MAKING PROGRESS Developing images from storyboard to final page for Joel Rivers’s “Beyond Belief” chapter. |
When your intrepid correspondent walks into Arabica Coffee to meet with the members of a shadowy group rumored to be executing a graphical Exquisite Corpse the likes of which Portland has never seen, he finds out that the group is in fact so shadowy that its members aren't quite sure how many of them there are. Four sit around the table, talking about washes and tints: Ben Asselin, Ben Bishop, Ryan LaMunyon, and Joel Rivers. A fifth, Michael Connor, might be participating, as might some guy named Jay who just moved to Philly.
However many of them there are, the project is called The Collective. It began, according to Bishop, with a conversation he and Rivers had not too long after Rivers won a 2003 Xeric grant for his Along the Canadian. "I'm pretty sure that's where the Collective idea first began in the bottom of my brain," he says. He took it to a couple of Maine College of Art friends, Asselin and LaMunyon, and things developed (slowly) from there.
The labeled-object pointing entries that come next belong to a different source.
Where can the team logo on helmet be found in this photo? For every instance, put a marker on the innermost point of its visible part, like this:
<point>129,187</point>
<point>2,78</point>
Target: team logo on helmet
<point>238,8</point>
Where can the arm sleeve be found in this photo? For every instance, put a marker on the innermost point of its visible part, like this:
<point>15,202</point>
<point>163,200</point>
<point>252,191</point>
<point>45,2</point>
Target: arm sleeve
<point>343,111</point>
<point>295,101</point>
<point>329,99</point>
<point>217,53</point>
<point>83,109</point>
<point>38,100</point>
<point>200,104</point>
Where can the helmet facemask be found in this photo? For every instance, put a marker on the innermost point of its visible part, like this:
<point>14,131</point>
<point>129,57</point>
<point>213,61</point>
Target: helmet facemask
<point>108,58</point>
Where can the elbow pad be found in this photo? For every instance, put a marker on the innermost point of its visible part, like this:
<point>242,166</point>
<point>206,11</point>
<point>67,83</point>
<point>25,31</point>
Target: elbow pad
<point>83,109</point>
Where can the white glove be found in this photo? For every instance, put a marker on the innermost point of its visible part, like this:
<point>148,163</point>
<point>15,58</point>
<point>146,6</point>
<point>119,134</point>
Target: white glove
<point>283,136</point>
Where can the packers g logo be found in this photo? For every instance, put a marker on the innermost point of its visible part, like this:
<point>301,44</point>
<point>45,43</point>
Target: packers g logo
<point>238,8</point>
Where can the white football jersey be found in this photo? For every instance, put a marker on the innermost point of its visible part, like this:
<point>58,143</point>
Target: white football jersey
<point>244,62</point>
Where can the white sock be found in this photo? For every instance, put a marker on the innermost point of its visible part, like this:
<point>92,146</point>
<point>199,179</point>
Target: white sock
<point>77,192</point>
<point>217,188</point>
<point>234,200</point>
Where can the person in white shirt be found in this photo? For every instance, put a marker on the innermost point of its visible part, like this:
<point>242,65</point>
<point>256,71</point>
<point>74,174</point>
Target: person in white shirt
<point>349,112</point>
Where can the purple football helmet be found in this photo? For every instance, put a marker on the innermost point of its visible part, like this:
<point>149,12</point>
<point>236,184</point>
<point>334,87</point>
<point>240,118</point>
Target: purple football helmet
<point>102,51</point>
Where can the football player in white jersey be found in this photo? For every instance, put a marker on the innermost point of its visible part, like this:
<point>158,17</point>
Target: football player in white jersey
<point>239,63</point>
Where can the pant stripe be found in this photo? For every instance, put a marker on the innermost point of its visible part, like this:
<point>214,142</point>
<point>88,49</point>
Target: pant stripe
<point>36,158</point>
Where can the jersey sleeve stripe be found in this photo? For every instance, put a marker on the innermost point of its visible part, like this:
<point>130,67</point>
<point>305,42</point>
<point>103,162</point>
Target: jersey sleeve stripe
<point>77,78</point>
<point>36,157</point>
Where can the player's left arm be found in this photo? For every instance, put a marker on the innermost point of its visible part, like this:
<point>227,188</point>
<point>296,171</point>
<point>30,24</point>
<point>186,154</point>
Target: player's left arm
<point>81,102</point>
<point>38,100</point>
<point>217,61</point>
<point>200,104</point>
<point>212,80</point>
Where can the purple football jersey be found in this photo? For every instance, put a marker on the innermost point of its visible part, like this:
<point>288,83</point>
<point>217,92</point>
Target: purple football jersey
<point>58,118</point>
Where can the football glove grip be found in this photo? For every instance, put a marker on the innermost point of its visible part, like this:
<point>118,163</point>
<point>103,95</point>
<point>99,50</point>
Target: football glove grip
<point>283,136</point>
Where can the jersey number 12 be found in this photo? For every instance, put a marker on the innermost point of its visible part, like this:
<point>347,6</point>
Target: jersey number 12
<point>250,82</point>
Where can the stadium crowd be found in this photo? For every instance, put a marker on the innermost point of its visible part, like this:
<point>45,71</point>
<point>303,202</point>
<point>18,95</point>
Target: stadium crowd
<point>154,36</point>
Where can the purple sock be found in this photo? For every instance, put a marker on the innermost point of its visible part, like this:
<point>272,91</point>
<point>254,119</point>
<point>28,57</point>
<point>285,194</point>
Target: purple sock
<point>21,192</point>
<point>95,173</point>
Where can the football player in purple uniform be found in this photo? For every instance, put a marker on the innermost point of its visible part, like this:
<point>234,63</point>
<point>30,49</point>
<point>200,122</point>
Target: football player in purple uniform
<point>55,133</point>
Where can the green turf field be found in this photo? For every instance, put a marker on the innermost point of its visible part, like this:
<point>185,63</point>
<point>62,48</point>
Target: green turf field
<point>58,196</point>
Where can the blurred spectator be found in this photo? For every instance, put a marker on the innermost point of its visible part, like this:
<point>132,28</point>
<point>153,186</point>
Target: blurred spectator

Bishop's chapter is called "The Crash and the Crowd." In it, "this guy wakes up in a taxi cab, and doesn't know how he got there," Bishop explains. His first line of dialogue is the sub-headline of the article you are now reading. Menacing three-fingered men are driving the cab; it crashes, and when our unnamed protagonist gets out at the bottom of a snowy ravine, the three-fingered men are gone and he is standing there with a dead girl in the trunk of the cab — whom he met the night before, and who gave him an envelope full of ... well, we shouldn't spoil it.
"It's going to be really neat to see where it ends up," Bishop says, "and to not get too attached to the characters," since someone else is going to take them in other directions anyway.
Joel Rivers, going second, has brought some pages to Arabica. He's calling his chapter "Beyond Belief," and it takes the story to "a science fiction, kind of horror place, which is where I'm coming from. I'm not holding myself to what Ben is trying to do."
LaMunyon chimes in. "That's an exciting aspect of it, taking it where you want it to go."
Not so exciting is waiting for the guy before you to finish his pages. "It's terrible," LaMunyon says, and Bishop adds, "Every time I see Ryan, he's like 'Where's it at?'"
Rivers shows the rest of the group his storyboards for the first time, and the next guy in the order, LaMunyon, sits back and says, "Now I have something to think about." The storyboards narrate an action sequence with a couple of surprising twists, and LaMunyon muses aloud about maybe slowing it down a little. Then revelation strikes, and he announces, "Mine's gonna take place underwater."
Then it will be off to either the mysterious Michael Connor, or Ben Asselin, the anchor of this relay. "Yeah," he laughs. "I don't know how I got that job."